The new equipment delivers proton therapy, which uses a precise beam of protons—only a few millimeters wide—to target tumors. This will become the first proton center in the Mountain West region and construction on the new facility that will house the equipment will begin in early January 2019.

Bonneville Shoreline Trail Impacts

A short portion of the lower trail will be temporarily closed for approximately two years so it can be used to haul materials in and out from the work site, including dirt, concrete, other materials and the proton therapy machinery. The closure is designed to ensure the safety of workers and trail users. Trail users are encouraged to access the upper trail at one of many connection points, as it will not be affected by the project.

The lower trail will be closed Monday through Friday from 6 a.m. to 6 p.m., and it will be open most weekends.

The university has worked closely with the Heritage Preserve, which owns part of the impacted area, to ensure all guidelines are followed and the area is properly protected and restored after project completion.


CAMPUS CONSTRUCTION
Robin Burr, chief of design and construction, University of Utah Facilities Management

The Cleone Eccles Alumni House Expansion, Garff Executive Business Education, and Gardner Commons are now complete and the center of campus is largely restored.

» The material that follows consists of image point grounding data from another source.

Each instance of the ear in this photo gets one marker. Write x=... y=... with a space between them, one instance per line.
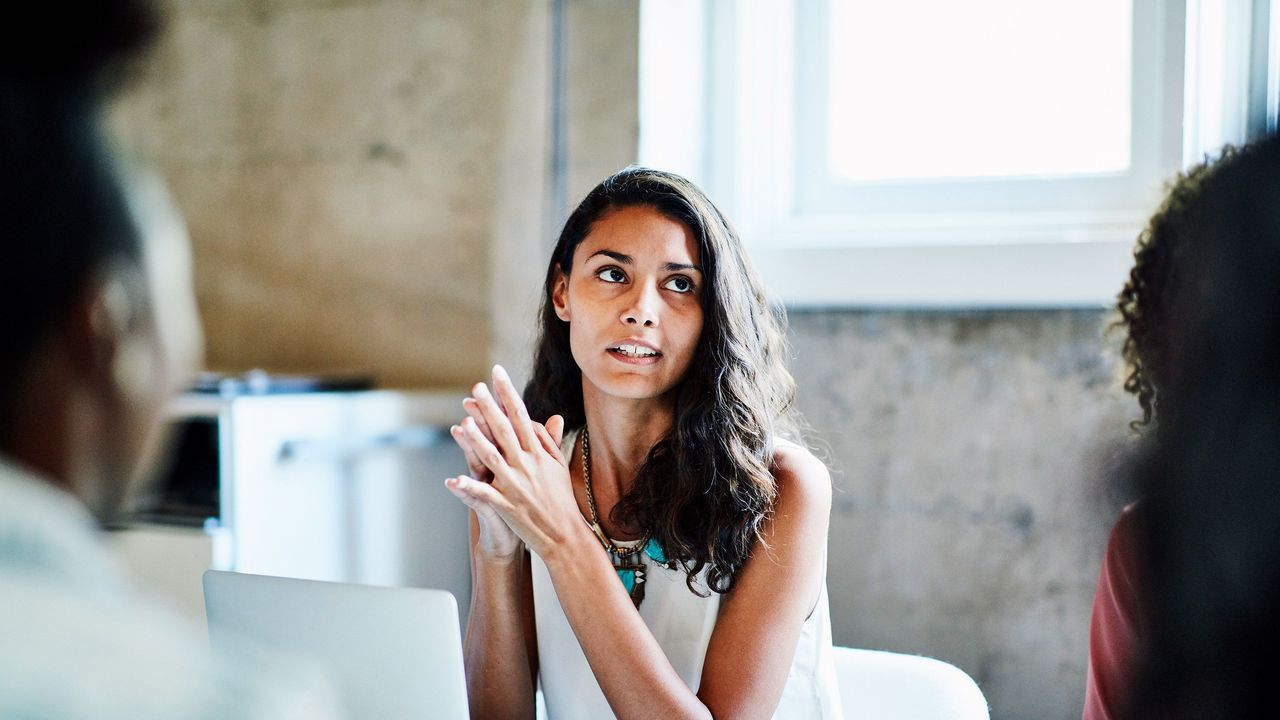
x=560 y=295
x=96 y=326
x=103 y=337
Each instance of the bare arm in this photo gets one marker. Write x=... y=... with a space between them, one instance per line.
x=759 y=625
x=499 y=646
x=758 y=628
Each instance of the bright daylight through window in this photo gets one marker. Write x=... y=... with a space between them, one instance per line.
x=988 y=153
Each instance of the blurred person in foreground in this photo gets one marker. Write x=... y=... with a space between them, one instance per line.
x=99 y=328
x=1185 y=611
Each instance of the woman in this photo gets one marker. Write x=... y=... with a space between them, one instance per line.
x=1212 y=561
x=1146 y=311
x=664 y=556
x=1180 y=589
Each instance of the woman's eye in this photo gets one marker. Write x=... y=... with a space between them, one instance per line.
x=680 y=283
x=611 y=276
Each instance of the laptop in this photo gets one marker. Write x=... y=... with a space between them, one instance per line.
x=392 y=652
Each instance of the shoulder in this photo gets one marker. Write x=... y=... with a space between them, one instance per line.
x=803 y=479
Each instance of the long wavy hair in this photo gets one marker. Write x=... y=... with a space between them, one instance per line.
x=1156 y=281
x=705 y=488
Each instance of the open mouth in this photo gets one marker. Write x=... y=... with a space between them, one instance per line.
x=634 y=351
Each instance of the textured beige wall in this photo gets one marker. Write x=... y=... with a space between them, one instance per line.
x=974 y=460
x=365 y=181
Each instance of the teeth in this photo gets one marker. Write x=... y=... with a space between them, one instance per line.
x=635 y=351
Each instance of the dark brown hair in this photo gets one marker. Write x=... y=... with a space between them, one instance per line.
x=707 y=487
x=1156 y=281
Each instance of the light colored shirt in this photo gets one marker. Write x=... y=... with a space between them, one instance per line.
x=78 y=641
x=682 y=623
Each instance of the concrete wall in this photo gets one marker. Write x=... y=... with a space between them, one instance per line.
x=973 y=456
x=365 y=181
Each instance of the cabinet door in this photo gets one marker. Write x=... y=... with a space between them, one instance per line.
x=347 y=487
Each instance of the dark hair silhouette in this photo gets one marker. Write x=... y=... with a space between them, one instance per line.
x=63 y=214
x=1212 y=478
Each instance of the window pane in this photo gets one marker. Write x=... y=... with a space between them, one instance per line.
x=938 y=89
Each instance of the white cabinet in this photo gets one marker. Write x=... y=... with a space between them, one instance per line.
x=336 y=486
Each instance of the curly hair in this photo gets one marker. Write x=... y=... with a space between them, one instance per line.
x=1156 y=281
x=704 y=490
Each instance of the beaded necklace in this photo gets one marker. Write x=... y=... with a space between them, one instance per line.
x=626 y=560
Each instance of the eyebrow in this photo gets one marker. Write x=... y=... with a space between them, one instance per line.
x=630 y=260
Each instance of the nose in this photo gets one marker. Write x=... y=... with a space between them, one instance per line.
x=641 y=308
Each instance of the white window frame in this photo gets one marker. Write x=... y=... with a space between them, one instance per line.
x=743 y=81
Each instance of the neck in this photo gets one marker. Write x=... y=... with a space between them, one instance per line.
x=622 y=433
x=48 y=422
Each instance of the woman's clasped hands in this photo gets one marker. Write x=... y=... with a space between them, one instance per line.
x=520 y=486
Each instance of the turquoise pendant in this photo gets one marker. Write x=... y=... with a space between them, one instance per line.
x=629 y=578
x=654 y=551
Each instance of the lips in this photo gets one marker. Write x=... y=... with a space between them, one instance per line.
x=635 y=351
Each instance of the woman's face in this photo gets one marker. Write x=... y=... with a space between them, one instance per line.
x=634 y=302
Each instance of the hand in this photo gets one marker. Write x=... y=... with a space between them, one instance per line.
x=530 y=488
x=497 y=538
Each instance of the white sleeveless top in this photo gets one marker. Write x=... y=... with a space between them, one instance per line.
x=682 y=623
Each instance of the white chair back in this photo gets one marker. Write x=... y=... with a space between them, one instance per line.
x=890 y=686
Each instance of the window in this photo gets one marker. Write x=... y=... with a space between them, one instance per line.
x=990 y=153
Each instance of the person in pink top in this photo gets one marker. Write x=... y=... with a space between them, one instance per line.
x=1143 y=308
x=1160 y=309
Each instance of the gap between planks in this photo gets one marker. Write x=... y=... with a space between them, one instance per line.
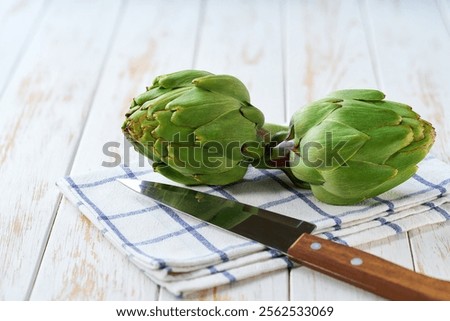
x=57 y=206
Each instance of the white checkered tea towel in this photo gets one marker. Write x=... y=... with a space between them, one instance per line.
x=186 y=255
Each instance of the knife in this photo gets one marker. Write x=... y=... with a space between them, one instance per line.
x=293 y=237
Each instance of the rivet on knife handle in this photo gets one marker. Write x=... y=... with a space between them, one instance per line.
x=366 y=271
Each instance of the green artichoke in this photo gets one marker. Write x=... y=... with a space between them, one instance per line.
x=197 y=127
x=354 y=145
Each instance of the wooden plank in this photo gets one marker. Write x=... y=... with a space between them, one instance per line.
x=268 y=287
x=244 y=39
x=309 y=285
x=326 y=50
x=18 y=20
x=145 y=46
x=431 y=249
x=412 y=48
x=43 y=108
x=444 y=8
x=413 y=51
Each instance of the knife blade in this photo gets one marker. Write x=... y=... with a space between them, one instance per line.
x=293 y=237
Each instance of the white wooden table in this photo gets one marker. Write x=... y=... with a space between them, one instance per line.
x=68 y=70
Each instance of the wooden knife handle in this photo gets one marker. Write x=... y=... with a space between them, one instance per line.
x=366 y=271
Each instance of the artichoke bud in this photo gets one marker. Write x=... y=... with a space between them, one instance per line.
x=197 y=127
x=354 y=145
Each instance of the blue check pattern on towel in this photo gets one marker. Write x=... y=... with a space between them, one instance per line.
x=186 y=255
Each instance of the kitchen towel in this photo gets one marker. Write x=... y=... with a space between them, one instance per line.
x=184 y=255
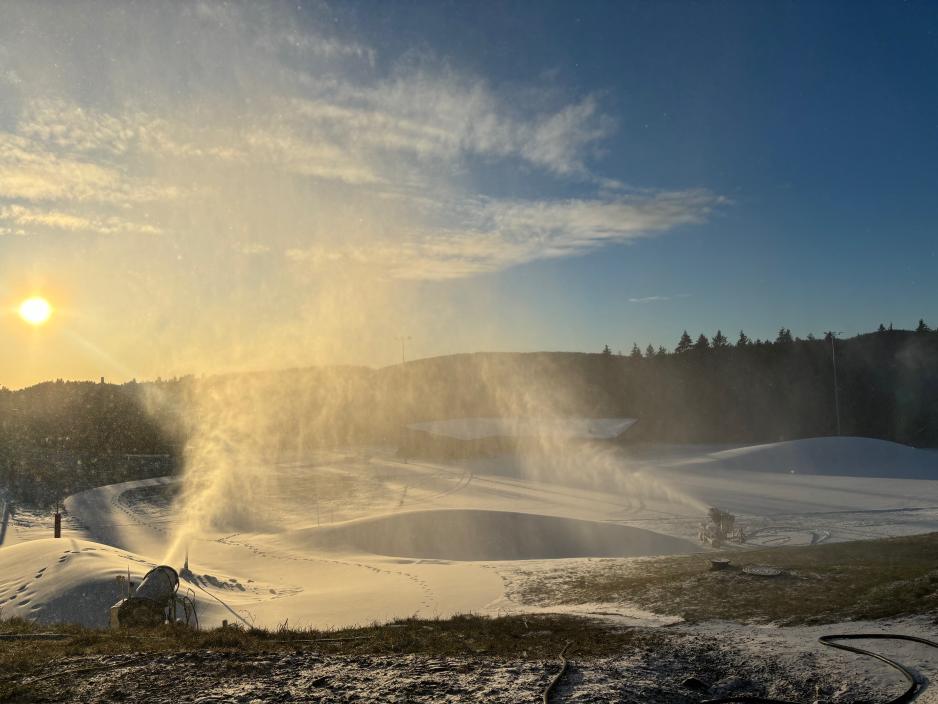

WOMEN'S SOCCER 7 MEN'S LACROSSE STADIUM
The 2008 Campus Master Plan designated this area in the center of campus as green space. Phase one will be the installation of an NCAA regulation soccer field and lacrosse practice field. Phase two will be to build a stadium that includes locker rooms, seating, concessions, and restrooms.

Some parking in the near area will also be removed and converted into recreational fields and will double as storm water retention ponds.

GUEST HOUSE EXPANSION
Expansion to the west of the existing structure. The ground floor will have expanded meeting spaces/conference rooms. The upper floors will be designed as suites with kitchenettes to better serve patrons requiring longer stays.

A footbridge is being installed to increase accessibility to the Guest House. Currently those needing to get to the Guest House either trample the glen or have to walk around the glen.

PARKING
Two terraced lots with storm water retention ponds are being installed to the north and east of the Eccles Broadcast Center. This is replacing the parking being taken from the new housing and soccer/lacrosse projects. The north parking lot opened Nov. 15, 2018.

Mobility transit hubs
The university is working with Salt Lake City, the VA, UTA, and UDOT to look at how to best serve the campus and Research Park. The location of the new parking lots is being evaluated as a future site to house one of these hubs. The idea would be to get on a shuttle at this location and ride it up to the University of Utah Health campus area.

HEALTH SCIENCE TRANSFORMATION PROJECTS
ACUTE CARE COMPLEX (ACC)
Previously called the Ambulatory Care Complex because it was not initially designed with patient beds, it does now. Phase one, the clinics, will open in June 2019.

REHABILITATION HOSPITAL
The steel frame is now up and work is proceeding. When complete, it will have 75 beds and will open in January 2020.

A live video stream and time lapse can be viewed here.

MEDICAL EDUCATION AND DISCOVERY BUILDING (MED)
The design is currently being re-evaluated. Decanting and demolition will not begin until the ACC and Rehabilitation Hospital are complete.